Hydrocarbon Engineering,


API Downstream Group Director Bob Greco has said that the Environmental Protection Agency (EPA) has sent new fuel regulations to the Office of Management and Budget for final review that would raise costs, provide little or no environmental benefit, and actually increase carbon emissions.

‘EPA’s new regulations would raise the cost of making gasoline by as much as 25 cents a gallon,’ Greco said. ‘Pump prices are still high, and this is clearly not the time to add burdensome and unnecessary regulations on gasoline, especially when there are no proven environmental benefits and current regulations are working.’

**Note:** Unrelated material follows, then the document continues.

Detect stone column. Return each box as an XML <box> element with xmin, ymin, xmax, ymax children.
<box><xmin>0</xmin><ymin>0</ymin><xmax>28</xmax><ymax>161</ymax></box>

Costs would increase by as much as 25 cents a gallon if EPA includes a vapour pressure reduction requirement, according to a Baker and O’Brien analysis. The Agency considered such a requirement and could still implement it before a final rule is published, even if it is absent from the proposed rulemaking. If EPA’s Tier 3 regulations only reduce sulfur levels, the per gallon cost of making gasoline would increase by up to nine cents, according to another Baker and O’Brien. Greco said that API has urged EPA to do a full cost benefit analysis, with stakeholder input, before moving to a rulemaking.

‘Implementing the new requirements would actually increase greenhouse gas emissions because of the energy intensive equipment required to comply,’ Greco said. ‘We urge the administration to reconsider imposing these new regulations and burdening the already heavily regulated refiners in America. Unnecessary and overly burdensome regulations translate into high costs and lost jobs.’

Adapted from press release by Claira Lloyd.